SHEFFIELD TWP. -- The Republican running against Lorain Law Director Pat Riley has filed a protest with the Lorain County Board of Elections -- challenging whether Riley’s name should be on the November ballot.
The protest, filed Monday, came just days after the elections board voted 2-1 along party lines to place Riley on the ballot despite a missing document naming him the Democratic candidate in the race to serve the final two years of former Law Director Mark Provenza’s term.
“The issues really are not that complex. I mean, where’s the form?” Michael Scherach said.
Democrats contend that Riley became a candidate as soon as the missing document, known as a form 289, was handed to elections board Director Jose Candelario on April 30 after Lorain Democrats voted to make Riley the temporary replacement for Provenza and their candidate in November.
Provenza resigned in March due to a jail sentence in his latest drunken driving case.
Candelario, a Democrat, said he gave the documents from the meeting to elections board employee Allyson Hurst -- a Republican and the daughter of Lorain County Republican Party Chairwoman Helen Hurst -- on either May 1 or May 4.
But Hurst said she got only the form making Riley the interim law director. She said that when she tried to tell Candelario she didn’t have everything about a month later, he told her she did and that “everything’s good” before walking away.
Hurst said she told elections board Deputy Director Marilyn Jacobcik about the missing document, but they never mentioned it to the Democrats again until after the 4 p.m. Aug. 19 filing deadline. By that time, Scherach, who served as law director in Lorain in the 1990s, had filed as the Republican candidate.
Riley said he wasn’t surprised Scherach decided to challenge the elections board’s decision to put him on the ballot at a meeting last week, but he is disappointed.

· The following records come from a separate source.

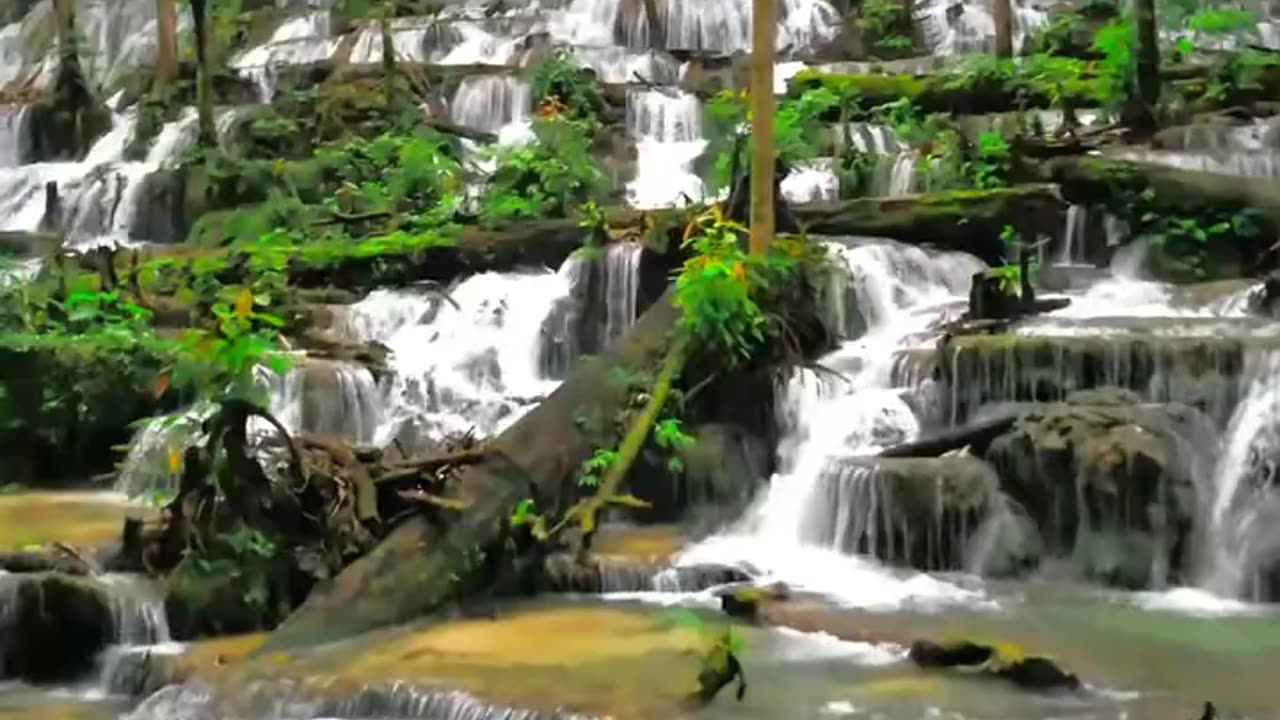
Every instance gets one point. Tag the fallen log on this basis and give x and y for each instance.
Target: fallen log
(977, 436)
(420, 566)
(965, 220)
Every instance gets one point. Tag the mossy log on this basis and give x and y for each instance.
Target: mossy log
(965, 220)
(420, 566)
(1095, 180)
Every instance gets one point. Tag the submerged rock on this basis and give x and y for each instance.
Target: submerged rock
(51, 625)
(1031, 673)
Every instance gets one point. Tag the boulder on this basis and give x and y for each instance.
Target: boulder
(1110, 483)
(51, 625)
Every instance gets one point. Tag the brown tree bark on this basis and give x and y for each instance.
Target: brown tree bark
(1004, 17)
(764, 19)
(204, 81)
(167, 42)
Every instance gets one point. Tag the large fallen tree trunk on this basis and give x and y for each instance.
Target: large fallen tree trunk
(967, 220)
(1095, 180)
(421, 565)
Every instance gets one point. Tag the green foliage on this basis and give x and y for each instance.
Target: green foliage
(1115, 69)
(561, 81)
(222, 364)
(549, 177)
(992, 167)
(888, 26)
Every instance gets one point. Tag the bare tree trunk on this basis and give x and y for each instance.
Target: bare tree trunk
(204, 82)
(657, 37)
(167, 42)
(1147, 55)
(764, 17)
(388, 53)
(1004, 17)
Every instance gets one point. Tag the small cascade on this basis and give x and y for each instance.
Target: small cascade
(968, 27)
(602, 302)
(667, 130)
(314, 698)
(149, 466)
(1073, 247)
(714, 26)
(13, 135)
(329, 399)
(99, 196)
(1242, 545)
(489, 103)
(1237, 163)
(137, 610)
(812, 181)
(900, 294)
(298, 42)
(471, 365)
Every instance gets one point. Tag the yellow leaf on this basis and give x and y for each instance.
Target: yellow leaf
(243, 304)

“I just don’t understand why my opponent would continue to take action to prevent the voters of Lorain from deciding who should be the law director,” Riley said.
The fight over whether Riley should be on the ballot has led to anger on both sides, with Lorain Democratic Party Chairman Anthony Giardini suggesting Republicans may have deliberately lost the document and that they ignored their duty to tell Candelario it was missing.
Sheriff’s Detective Donald Barker conducted an investigation but has said he didn’t find any evidence of criminal wrongdoing. He has forwarded his report to prosecutors for review.
“(Scherach) is confident in his position that absent the form 289, the board acted contrary to law in certifying Mr. Riley as the candidate,” said David Graves, chairman of the Lorain Area Republican Party.
Assistant County Prosecutor Gerald Innes said it remains unclear whether Scherach can file a protest with the elections board and the board would have to decide whether to hold an additional hearing.
“We’re looking at it as kind of discretionary,” he said.
If Scherach’s protest isn’t accepted or if he loses, he could still challenge Riley’s name being on the ballot to the Ohio Supreme Court, Innes said.